The robots (video), shaped like Carp, will be set free off the coast of Gijon in northern Spain. If the trial proves successful, the fish could be used in rivers, lakes and seas across the world.
The creatures, which mimic the undulating movement of real fish, feature tiny chemical sensors to locate the source of potentially hazardous pollutants in the water, such as leaks from vessels in the port or underwater pipelines.
Using Wi-Fi, they can communicate data to the port’s control centre via a “charging hub” (where the fish can also charge their batteries), enabling real-time mapping of the source and scale of the pollution.
The fish are also equipped with autonomous navigation capabilities, meaning they can swim independently around the port without any human interaction. They can also return automatically to their hub to be recharged when battery life is low.

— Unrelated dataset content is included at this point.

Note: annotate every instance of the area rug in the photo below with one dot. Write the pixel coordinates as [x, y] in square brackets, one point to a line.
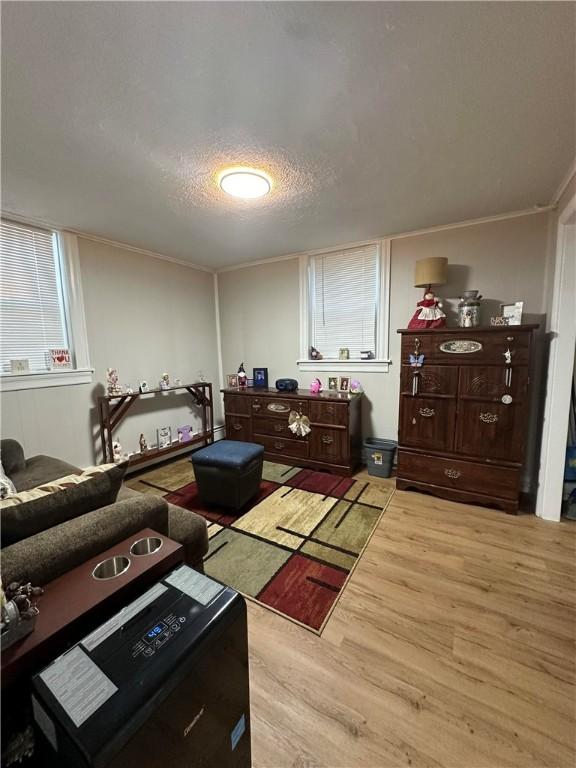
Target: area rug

Speaking about the project Rory Doyle, senior research scientist at BMT Group, said, “While using shoals of robotic fish for pollution detection in harbours might appear like something straight out of science fiction, there are very practical reasons for choosing this form.”
“In using robotic fish we are building on a design created by hundreds of millions of years’ worth of evolution which is incredibly energy efficient. This efficiency is something we need to ensure that our pollution detection sensors can navigate in the underwater environment for hours on end.”